Der Hashtag #aufschrei ist die wohl am meisten beachtete Nominierung zum Grimme Online Award 2013 – sie hat viel positive Resonanz bekommen, aber auch negative. Ganz wie der Hashtag selbst. In der publizistischen Bedeutung des Hashtags für die öffentliche Auseinandersetzung mit einem Thema von allgemeingesellschaftlicher Relevanz liegt auch die Begründung für die Nominierung.

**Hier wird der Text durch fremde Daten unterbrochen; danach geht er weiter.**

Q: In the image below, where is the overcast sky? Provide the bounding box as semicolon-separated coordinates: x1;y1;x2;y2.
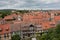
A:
0;0;60;9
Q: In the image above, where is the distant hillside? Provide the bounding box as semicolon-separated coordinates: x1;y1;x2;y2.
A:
0;9;29;18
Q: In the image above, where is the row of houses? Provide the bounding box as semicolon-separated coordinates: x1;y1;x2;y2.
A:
0;11;60;40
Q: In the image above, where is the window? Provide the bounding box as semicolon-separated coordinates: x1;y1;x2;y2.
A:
6;28;9;31
0;28;2;32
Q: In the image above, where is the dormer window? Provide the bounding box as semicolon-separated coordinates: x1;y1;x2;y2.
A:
0;28;2;32
29;25;34;30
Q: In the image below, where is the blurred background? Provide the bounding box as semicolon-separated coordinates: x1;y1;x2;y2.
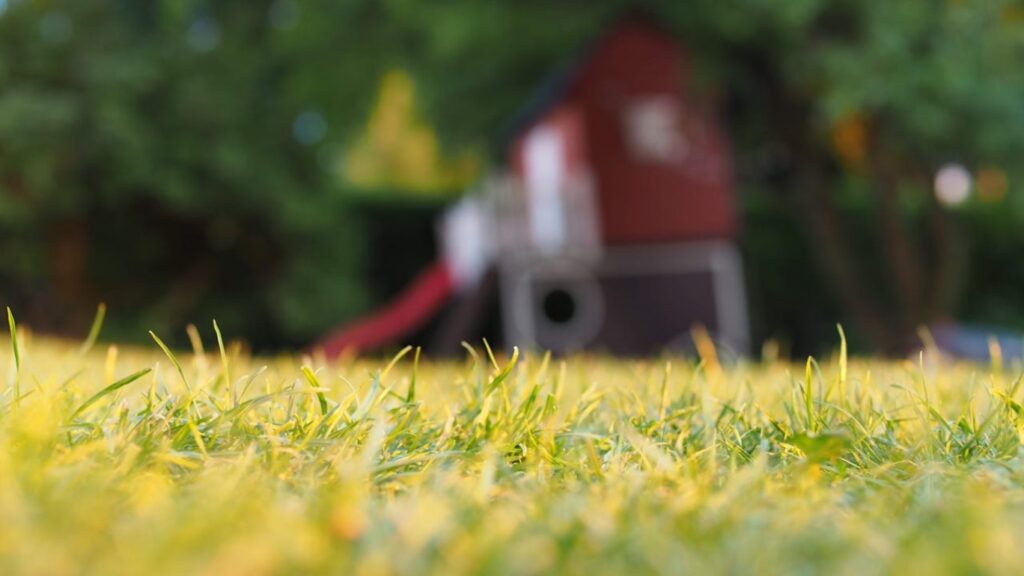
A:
0;0;1024;355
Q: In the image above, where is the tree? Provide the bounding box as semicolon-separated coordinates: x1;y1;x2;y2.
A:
0;0;403;344
380;0;1024;351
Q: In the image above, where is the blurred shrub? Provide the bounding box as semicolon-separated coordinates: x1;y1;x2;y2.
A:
0;0;405;345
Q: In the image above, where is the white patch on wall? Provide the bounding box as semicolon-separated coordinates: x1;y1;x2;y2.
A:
523;126;566;254
624;96;690;164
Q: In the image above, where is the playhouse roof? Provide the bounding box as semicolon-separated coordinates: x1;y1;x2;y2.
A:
501;10;670;148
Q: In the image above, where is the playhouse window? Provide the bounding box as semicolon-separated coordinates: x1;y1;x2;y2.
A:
624;96;690;164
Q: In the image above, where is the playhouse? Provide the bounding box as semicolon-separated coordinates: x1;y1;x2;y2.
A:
495;20;748;354
315;18;748;354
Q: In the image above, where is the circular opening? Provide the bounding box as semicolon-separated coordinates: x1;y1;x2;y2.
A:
541;288;577;324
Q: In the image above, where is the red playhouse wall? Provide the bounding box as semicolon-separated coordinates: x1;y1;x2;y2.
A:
510;22;737;245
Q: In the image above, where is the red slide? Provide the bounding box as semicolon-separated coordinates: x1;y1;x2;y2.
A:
314;261;455;358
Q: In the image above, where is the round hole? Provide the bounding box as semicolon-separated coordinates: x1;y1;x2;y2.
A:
541;288;577;324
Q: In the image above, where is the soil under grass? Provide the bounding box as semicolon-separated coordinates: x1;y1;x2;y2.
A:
0;319;1024;575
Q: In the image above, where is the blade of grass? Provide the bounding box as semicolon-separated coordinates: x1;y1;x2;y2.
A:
7;306;22;372
68;368;153;420
302;366;328;416
213;320;231;386
78;302;106;356
150;330;191;393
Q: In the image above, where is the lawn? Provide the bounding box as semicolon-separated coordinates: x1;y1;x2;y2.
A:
0;311;1024;575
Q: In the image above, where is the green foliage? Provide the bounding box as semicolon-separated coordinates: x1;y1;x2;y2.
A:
9;328;1024;574
0;0;395;343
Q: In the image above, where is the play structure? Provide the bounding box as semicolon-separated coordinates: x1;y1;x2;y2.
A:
319;18;748;356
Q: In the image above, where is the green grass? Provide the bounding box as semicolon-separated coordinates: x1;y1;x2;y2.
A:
0;322;1024;575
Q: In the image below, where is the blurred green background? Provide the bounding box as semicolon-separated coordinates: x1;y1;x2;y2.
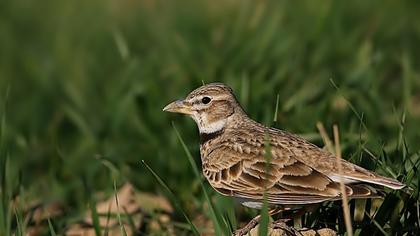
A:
0;0;420;235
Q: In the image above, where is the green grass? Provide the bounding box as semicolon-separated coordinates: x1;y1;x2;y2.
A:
0;0;420;235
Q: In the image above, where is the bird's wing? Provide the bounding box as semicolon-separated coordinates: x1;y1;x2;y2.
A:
203;132;384;204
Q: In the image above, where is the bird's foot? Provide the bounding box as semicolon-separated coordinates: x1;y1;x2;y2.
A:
270;218;302;235
233;216;260;236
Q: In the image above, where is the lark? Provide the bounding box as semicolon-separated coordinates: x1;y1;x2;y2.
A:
163;83;405;233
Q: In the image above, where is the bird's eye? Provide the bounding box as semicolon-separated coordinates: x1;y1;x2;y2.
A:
201;97;211;104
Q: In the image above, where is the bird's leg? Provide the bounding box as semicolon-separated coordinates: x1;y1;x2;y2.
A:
233;208;283;236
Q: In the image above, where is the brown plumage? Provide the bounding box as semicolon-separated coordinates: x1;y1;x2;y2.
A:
164;83;404;208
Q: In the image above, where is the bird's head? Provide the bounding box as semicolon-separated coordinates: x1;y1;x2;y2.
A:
163;83;243;133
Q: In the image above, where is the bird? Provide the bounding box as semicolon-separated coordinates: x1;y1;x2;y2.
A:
163;83;405;233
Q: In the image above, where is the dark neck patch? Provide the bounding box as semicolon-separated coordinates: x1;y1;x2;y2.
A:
200;129;225;144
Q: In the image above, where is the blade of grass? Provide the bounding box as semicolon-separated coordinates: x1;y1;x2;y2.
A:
47;217;57;236
273;94;280;122
172;123;231;235
333;125;353;236
114;179;127;236
141;160;200;235
89;198;102;236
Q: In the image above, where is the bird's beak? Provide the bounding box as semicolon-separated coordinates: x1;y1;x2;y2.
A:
163;99;192;115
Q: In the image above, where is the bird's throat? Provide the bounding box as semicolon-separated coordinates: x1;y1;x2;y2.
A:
200;129;225;145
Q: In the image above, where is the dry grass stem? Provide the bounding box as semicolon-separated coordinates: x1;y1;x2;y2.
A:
333;125;353;236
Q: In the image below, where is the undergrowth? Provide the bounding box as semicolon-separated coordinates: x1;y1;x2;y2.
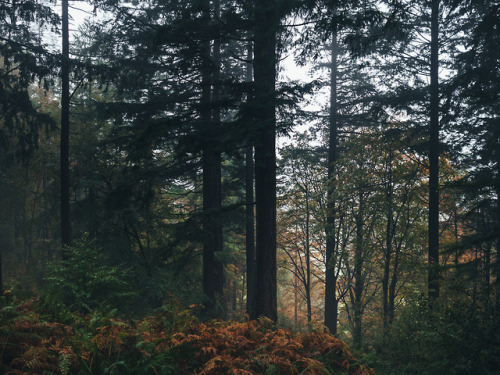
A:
0;297;374;375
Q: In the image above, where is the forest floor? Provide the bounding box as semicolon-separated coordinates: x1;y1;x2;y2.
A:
0;297;375;375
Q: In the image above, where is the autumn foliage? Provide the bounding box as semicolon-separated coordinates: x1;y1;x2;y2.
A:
0;300;374;375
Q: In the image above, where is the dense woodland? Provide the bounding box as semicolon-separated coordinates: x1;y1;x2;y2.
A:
0;0;500;375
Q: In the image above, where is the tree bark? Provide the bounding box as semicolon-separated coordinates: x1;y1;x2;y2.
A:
251;0;280;322
305;187;312;323
245;42;255;316
325;32;338;335
60;0;71;254
428;0;440;303
353;192;365;348
201;0;224;317
382;145;393;335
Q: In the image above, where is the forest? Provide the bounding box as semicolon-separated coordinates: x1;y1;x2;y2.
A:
0;0;500;375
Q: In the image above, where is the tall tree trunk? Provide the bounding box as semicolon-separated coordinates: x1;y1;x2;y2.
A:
325;32;338;335
201;0;220;317
353;192;365;348
251;0;280;322
428;0;440;302
382;145;393;335
60;0;71;254
212;0;224;314
305;183;312;323
245;42;255;316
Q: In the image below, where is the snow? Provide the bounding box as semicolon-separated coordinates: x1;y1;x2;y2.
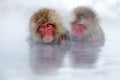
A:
0;0;120;80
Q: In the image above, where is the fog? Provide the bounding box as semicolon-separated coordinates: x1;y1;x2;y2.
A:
0;0;120;80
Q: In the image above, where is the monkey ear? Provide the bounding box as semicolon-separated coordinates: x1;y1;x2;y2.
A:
60;31;70;41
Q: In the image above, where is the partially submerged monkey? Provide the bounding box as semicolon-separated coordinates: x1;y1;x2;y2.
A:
71;7;104;42
29;8;69;43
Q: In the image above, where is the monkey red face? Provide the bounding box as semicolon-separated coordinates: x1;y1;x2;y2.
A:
38;23;55;43
72;22;86;36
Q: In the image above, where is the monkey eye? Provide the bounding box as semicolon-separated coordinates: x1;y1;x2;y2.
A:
47;23;54;27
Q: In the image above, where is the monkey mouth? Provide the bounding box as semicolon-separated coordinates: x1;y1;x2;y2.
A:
72;22;86;36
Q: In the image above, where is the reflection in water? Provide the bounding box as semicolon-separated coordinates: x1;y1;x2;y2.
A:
70;38;104;68
30;35;103;74
30;44;68;74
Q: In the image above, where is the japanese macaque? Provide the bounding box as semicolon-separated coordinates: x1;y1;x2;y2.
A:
71;7;104;42
29;8;69;43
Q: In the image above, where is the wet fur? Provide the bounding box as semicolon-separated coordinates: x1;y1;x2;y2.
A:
71;7;104;41
29;8;69;42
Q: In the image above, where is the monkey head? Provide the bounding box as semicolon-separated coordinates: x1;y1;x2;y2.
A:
37;23;55;43
71;7;98;36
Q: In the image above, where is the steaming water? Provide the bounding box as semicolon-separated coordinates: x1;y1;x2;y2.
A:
0;0;120;80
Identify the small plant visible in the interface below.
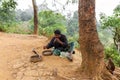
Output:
[105,46,120,67]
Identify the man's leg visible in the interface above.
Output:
[52,49,61,56]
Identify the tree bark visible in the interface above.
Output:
[78,0,119,80]
[32,0,38,35]
[79,0,104,79]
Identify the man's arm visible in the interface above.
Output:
[44,37,55,49]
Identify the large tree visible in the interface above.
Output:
[79,0,117,80]
[32,0,38,34]
[100,4,120,48]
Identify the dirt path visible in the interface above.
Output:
[0,33,81,80]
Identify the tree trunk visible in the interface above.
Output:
[79,0,109,80]
[79,0,119,80]
[32,0,38,35]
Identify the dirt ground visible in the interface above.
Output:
[0,33,81,80]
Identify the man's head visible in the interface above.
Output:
[54,29,61,38]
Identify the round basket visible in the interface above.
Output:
[42,50,53,56]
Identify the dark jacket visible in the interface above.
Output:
[47,34,68,51]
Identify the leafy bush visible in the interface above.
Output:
[30,11,66,37]
[105,46,120,67]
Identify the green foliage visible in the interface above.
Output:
[15,8,33,21]
[105,46,120,67]
[6,22,31,34]
[30,11,66,37]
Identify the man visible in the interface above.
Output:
[44,30,74,61]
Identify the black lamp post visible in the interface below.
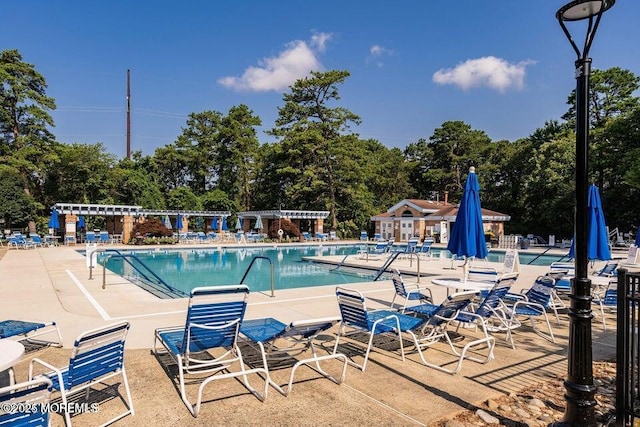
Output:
[556,0,615,426]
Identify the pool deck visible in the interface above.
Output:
[0,242,628,426]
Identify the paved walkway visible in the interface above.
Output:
[0,242,615,426]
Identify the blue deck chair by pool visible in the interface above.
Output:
[153,285,269,417]
[391,268,433,313]
[503,276,560,343]
[98,231,111,245]
[592,279,618,331]
[240,318,347,396]
[333,287,423,372]
[406,292,488,374]
[456,273,520,349]
[0,377,51,427]
[29,322,134,427]
[84,231,98,243]
[0,320,62,347]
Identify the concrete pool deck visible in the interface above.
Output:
[0,242,615,426]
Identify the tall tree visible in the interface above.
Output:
[562,67,640,128]
[0,49,56,196]
[219,104,262,210]
[270,70,360,228]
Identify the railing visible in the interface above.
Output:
[97,249,188,298]
[335,243,369,270]
[616,268,640,426]
[240,255,276,298]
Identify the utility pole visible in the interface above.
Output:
[127,69,131,159]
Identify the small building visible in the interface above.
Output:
[371,199,511,243]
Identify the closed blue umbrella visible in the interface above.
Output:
[447,167,488,258]
[49,208,60,230]
[164,215,173,230]
[569,184,611,261]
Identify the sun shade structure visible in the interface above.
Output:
[447,167,488,258]
[49,208,60,230]
[569,184,611,261]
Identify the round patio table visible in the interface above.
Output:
[431,278,495,296]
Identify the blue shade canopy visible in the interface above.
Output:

Deshalb berichten wir hier über einen Vortrag von einer der Initiatorinnen, der die Geschichte von #aufschrei erzählt:
„Auf meiner Seite des Internets sah die Nacht vom 24. auf den 25. Januar 2013 ganz normal aus, ich wollte nur noch mal kurz ins Internet schauen, bevor ich schlafen gehe“, berichtet Anne Wizorek (@marthadear) bei einer Session (Video) am letzten Tag der diesjährigen re:publica.
Was sie sah, war ein Tweet von Nicole von Horst (@vonhorst), die sie zu dem Zeitpunkt noch nicht mal persönlich kannte.
Der Arzt, der meinen Po tätschelte, nachdem ich wegen eines Selbstmordversuchs im Krankenhaus lag.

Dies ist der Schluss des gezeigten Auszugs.